Is my proof for this claim correct? Prove that for every $x,y\in\mathbb{R} $ such that $x,y>0$ and that fulfill $x\cdot y=1$, the following holds: 
$$x+y=2 \quad iff \quad x=y=1$$
Steps I took:
$$\frac { xy }{ x } =\frac { 1 }{ x } \Rightarrow y=\frac { 1 }{ x } $$
$$1+\frac { 1 }{ 1 } =2$$
Is this good enough? It feels like something is missing.
Constructing my proof using input from answers below:
Assume: $x,y\in\mathbb{R}$ such that $x,y>0$ and $xy=1$
1) $x+y=2\Rightarrow x=y=1$
$y=2-x\Rightarrow x+2-x=2$; therefore, $2-x=1$
2) $x=y=1\Rightarrow x+y=2$  
$x+(2-x)=2$
$x(2-x)=1\Rightarrow 2x-x^{ 2 }=1\Rightarrow x^2-2x+1=0$
$(x-1)^2=0\Rightarrow x=1$
$y=2-x\Rightarrow y=1$
 A: For the non-trivial way, suppose $x+y=2$, then $y=2-x$ and hence $x.(2-x)=1$, so $x^2-2x+1=0$. Now you can proceed from here.
A: In order to prove bi-conditional statements, iff, we must show that "both" directions are true. That is, if we have the statement "$A$ iff $B$", then we must show that "if $A$, then $B$. AND if $B$, then $A$", only then could we conclude $A$ iff $B$.
So, we first suppose that we have found $x,y \in \mathbb{R}$ such that $x,y > 0$ and $xy=1$. Then, we must show that (1) if $x +y =2 $, then $x=y=1$ AND (2) if $x=y=1$, then $x+y=2$. 

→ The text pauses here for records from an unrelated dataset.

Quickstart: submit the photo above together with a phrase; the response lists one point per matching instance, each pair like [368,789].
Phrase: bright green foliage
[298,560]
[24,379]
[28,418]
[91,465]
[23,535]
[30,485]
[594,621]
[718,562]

Direction (2) is painfully obvious, but use the comments from seeker for (1). What you have done in your post is show that if $xy=1$, then one number must be the multiplicative inverse of the other. This is fine, and in fact, true. However, this does not help prove your statement.  
A: The approaches described in the answers already posted are the most natural ones. But the following may be of interest. By expanding, we can show that for any $x$ and $y$ we have
$$(x-y)^2+4xy=(x+y)^2.\tag{1}$$
If $xy=1$ and $x+y=2$, then substituting in (1) we get $(x-y)^2=0$, and therefore $x=y$. Now from $x+y=2$ we find that $x=y=1$.
So if our two given equations hold, then $x=y=1$. And it is easy to verify that $x=y=1$ does indeed satisfy the equations.